“I am the vine:” bearing fruit in a brutal world
Tomorrow’s gospel reading is from Jesus’ “I am the vine, you are the branches” lesson. It’s a beauty, about which we evangelicals can easily be moved to misty-eyed marveling.
But read along as Lawrence Moore begins his analysis at Disclosing New Worlds:
Vines, branches, fruit and pruning – and “abiding”. This is one of those “purple passages” from John’s gospel that most of us know well. It’s a time to expound parables of grafting, pruning, getting rid of excess foliage so the grapes are plentiful and fat, about feasting and celebration … and stuff about “abiding” that hovers constantly on the edge of twee and a bit precious.

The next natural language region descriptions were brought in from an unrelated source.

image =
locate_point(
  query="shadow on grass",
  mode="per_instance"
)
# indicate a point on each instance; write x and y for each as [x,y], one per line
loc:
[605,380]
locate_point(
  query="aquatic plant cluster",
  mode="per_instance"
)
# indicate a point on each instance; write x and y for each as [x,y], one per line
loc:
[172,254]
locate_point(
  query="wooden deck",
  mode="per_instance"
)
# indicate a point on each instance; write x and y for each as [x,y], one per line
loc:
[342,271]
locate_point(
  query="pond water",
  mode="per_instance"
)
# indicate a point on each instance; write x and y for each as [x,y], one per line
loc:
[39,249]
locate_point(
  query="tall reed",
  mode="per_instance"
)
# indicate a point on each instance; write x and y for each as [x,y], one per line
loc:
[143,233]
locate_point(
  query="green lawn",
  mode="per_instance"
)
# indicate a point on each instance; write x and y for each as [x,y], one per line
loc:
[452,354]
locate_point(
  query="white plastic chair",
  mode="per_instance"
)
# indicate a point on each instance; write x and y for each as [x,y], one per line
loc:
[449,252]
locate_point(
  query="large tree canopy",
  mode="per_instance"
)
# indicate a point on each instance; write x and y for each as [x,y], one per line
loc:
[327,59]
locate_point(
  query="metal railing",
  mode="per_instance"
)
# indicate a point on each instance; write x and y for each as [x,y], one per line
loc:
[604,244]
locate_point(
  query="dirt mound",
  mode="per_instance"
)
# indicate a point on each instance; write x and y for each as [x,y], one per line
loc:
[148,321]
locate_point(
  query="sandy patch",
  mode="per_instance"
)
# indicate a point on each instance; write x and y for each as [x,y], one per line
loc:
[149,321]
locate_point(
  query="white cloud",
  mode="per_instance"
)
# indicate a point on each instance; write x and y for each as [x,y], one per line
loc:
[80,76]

Any tendency towards twee and precious should cause us to pause. This world is a brutal, death-dealing place. Most inhabitants of this planet live below the breadline. The scale of global poverty is staggering; the magnitude of starvation is terrifyingly obscene.
What makes the statistics significant is not simply the scale. The scale is tragic. Yet if it was inevitable and unpreventable, that is all we could call it. It is the fact that it is preventable that is significant. The world has never been globally richer, nor has it ever produced more food.
Global poverty is not an accident but a deliberate human creation. It is deliberate, not in the sense that we set out to cause starvation, but in that we build a global economy that gives those of us in the west a particular standard of living so that two thirds of the planet necessarily live in abject poverty.
And “we” – the people with the power and decision-making ability – reckon that is an acceptable cost. That is what makes the global statistics so obscene.
We in the West hold most of the world’s power. We in the West hold most of the world’s money. We could end starvation in a year. We choose to try to get more power and money instead.
We’re busy fussing over government power or gay marriage or how we’d rather give through our churches. And year after year, people die in droves. Who is responsible for this holocaust?
If I were God, I’m afraid I’d begin pruning. Maybe some other “branch,” if entrusted with the world’s riches and power, would get serious about bearing fruit.